Há, evidentemente, muito de política criminal na aplicação do princípio da insignificância, que deve permitir ao legislador e ao judiciário manterem um corpo ordenativo capaz de atingir os objetivos do Estado em um dado momento. Assim, por exemplo, passando-se a reiteradamente considerar uma determinada conduta como abrigada nos limites do princípio da insignificância, a eventual multiplicação descontrolada dessa conduta certamente passará a representar lesão significativa ao bem jurídico tutelado se considerado amplamente, autorizando-se o judiciário a evoluir seu entendimento para deixar de considerar atípica determinada situação.

__________

1Art. 184. Violar direitos de autor e os que lhe são conexos:

Pena - detenção, de 3 (três) meses a 1 (um) ano, ou multa.

§ 1o Se a violação consistir em reprodução total ou parcial, com intuito de lucro direto ou indireto, por qualquer meio ou processo, de obra intelectual, interpretação, execução ou fonograma, sem autorização expressa do autor, do artista intérprete ou executante, do produtor, conforme o caso, ou de quem os represente:

Pena - reclusão, de 2 (dois) a 4 (quatro) anos, e multa.

§ 2o Na mesma pena do § 1o incorre quem, com o intuito de lucro direto ou indireto, distribui, vende, expõe à venda, aluga, introduz no País, adquire, oculta, tem em depósito, original ou cópia de obra intelectual ou fonograma reproduzido com violação do direito de autor, do direito de artista intérprete ou executante ou do direito do produtor de fonograma, ou, ainda, aluga original ou cópia de obra intelectual ou fonograma, sem a expressa autorização dos titulares dos direitos ou de quem os represente.

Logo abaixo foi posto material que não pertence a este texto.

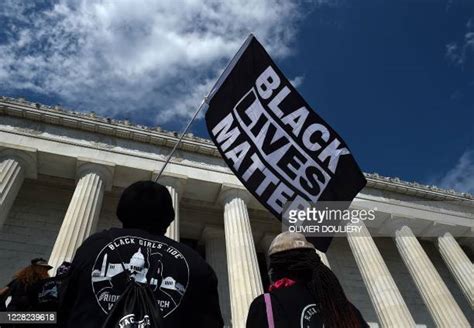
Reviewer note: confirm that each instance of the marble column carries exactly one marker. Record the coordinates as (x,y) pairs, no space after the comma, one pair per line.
(14,167)
(175,184)
(459,264)
(244,275)
(389,305)
(214,242)
(83,212)
(438,299)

2Mencionem-se os tribunais do Rio Grande do Sul, Rio de Janeiro, Acre, Mato Grosso, Goiás e Minas Gerais como prolatores de decisões que acolhem o entendimento de aplicabilidade do princípio da adequação social para eximir vendedores de produtos piratas da aplicabilidade do artigo 184.

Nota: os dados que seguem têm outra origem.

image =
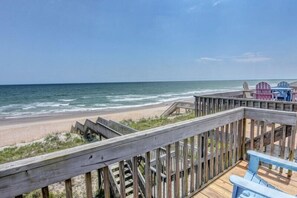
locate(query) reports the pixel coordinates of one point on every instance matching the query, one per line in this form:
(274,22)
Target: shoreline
(23,130)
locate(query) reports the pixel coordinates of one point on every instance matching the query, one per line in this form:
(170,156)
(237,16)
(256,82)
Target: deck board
(222,187)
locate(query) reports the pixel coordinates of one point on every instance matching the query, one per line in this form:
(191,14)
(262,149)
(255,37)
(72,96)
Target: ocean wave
(66,100)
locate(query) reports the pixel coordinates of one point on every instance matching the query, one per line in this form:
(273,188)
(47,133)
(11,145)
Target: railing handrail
(246,99)
(29,174)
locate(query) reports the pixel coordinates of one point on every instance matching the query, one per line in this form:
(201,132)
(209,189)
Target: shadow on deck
(222,187)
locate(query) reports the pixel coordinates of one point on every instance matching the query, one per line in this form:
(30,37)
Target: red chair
(263,91)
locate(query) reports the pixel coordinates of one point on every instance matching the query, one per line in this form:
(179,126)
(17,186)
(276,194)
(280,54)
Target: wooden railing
(205,105)
(211,145)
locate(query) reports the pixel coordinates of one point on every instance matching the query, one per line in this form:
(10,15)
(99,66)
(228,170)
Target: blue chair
(284,94)
(252,185)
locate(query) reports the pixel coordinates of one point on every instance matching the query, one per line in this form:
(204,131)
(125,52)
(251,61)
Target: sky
(61,41)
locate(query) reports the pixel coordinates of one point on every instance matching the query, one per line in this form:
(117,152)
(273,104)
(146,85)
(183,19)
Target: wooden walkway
(222,187)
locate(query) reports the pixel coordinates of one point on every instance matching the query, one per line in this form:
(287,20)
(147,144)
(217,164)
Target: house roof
(293,84)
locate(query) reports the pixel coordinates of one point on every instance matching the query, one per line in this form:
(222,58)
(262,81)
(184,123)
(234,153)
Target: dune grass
(51,143)
(148,123)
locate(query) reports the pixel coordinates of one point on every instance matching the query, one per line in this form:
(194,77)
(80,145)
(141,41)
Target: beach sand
(16,131)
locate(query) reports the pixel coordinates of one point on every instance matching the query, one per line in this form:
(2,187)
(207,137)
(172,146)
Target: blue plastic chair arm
(257,188)
(274,160)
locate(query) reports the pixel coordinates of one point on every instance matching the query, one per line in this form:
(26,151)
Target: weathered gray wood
(205,155)
(217,143)
(226,146)
(252,134)
(168,171)
(45,192)
(271,116)
(192,164)
(106,182)
(199,162)
(148,183)
(177,170)
(135,177)
(122,179)
(158,173)
(222,146)
(96,155)
(88,180)
(68,188)
(185,165)
(211,163)
(292,148)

3Nesse sentido, particularmente relevantes os seguintes trechos: "O fato de, muitas vezes, haver tolerância das autoridades públicas em relação a tal prática, não pode e não deve significar que a conduta não seja mais tida como típica, ou que haja exclusão de culpabilidade, razão pela qual, pelo menos até que advenha modificação legislativa, incide o tipo penal, mesmo porque o próprio Estado tutela o direito autoral. [...] Destaque-se, ainda, que a "pirataria" é combatida por inúmeros órgãos institucionais, como o Ministério Público e o Ministério da Justiça, que fazem, inclusive, campanhas em âmbito nacional destinadas a combater tal prática. [...] Na mesma linha de pensamento, colaciono os ensinamentos de Cezar Roberto Bitencourt: (...) a eventual tolerância das autoridades ou a indiferença na repressão criminal, bem como o pretenso desuso, não se apresentam, em nosso sistema jurídico penal, como causa de exclusão da tipicidade. A norma incriminadora não pode ser neutralizada ou considerada revogada em decorrência de desvirtuada autuação das autoridades constituídas (art. 2º, caput, da LICC)". (BITENCOURT, Cezar Roberto. Tratado de Direito Penal. Parte Especial . vol. 4. São Paulo: Saraiva, 2010, p. 162)". (REsp 1.193.196 - MG 2010/0084049-5)

4EMENTA: DIREITO PENAL E PROCESSUAL PENAL. RECURSO ORDINÁRIO CONSTITUCIONAL EM HABEAS CORPUS (CRFB, 102, II, a). CRIME DE VIOLAÇÃO DE DIREITO AUTORAL (CP, ART. 184, §2º). VENDA DE CD'S E DVD'S "PIRATAS". ALEGAÇÃO DE ATIPICIDADE DA CONDUTA POR FORÇA DOS PRINCÍPIOS DA INSIGNIFICÂNCIA E DA ADEQUAÇÃO SOCIAL. IMPROCEDÊNCIA DA TESE DEFENSIVA. NORMA INCRIMINADORA EM PLENA VIGÊNCIA. RECURSO ORDINÁRIO NÃO PROVIDO. 1. Os princípios da insignificância penal e da adequação social reclamam aplicação criteriosa, a fim de evitar que sua adoção indiscriminada acabe por incentivar a prática de delitos patrimoniais, fragilizando a tutela penal de bens jurídicos relevantes para vida em sociedade. 2. O impacto econômico da violação ao direito autoral mede-se pelo valor que os detentores das obras deixam de receber ao sofrer com a "pirataria", e não pelo montante que os falsificadores obtêm com a sua atuação imoral e ilegal. 3. A prática da contrafação não pode ser considerada socialmente tolerável haja vista os enormes prejuízos causados à indústria fonográfica nacional, aos comerciantes regularmente estabelecidos e ao Fisco pela burla do pagamento de impostos. 4. In casu, a conduta da recorrente amolda-se perfeitamente ao tipo de injusto previsto no art. 184, §2º, do Código Penal, uma vez foi identificada comercializando mercadoria pirateada (100 CD's e 20 DVD's de diversos artistas, cujas obras haviam sido reproduzidas em desconformidade com a legislação). 5. Recurso ordinário em habeas corpus não provido". (STF HC 115.986/ES Min. Luiz Fux - JUN/2013)

5O desenvolvimento do princípio é atribuído a Hans Welzel em seu Studien zum system des strafrechts de 1939.

6O sempre excepcional Cezar Roberto Bitencourt, em seu Manual de Direito Penal, menciona como detratores Zaffaroni, Rodriguez Mourullo, Muñoz Conde e Jescheck (BITENCOURT, Cezar Roberto. Manual de Direito Penal. V1. São Paulo, Saraiva, 2000. p18).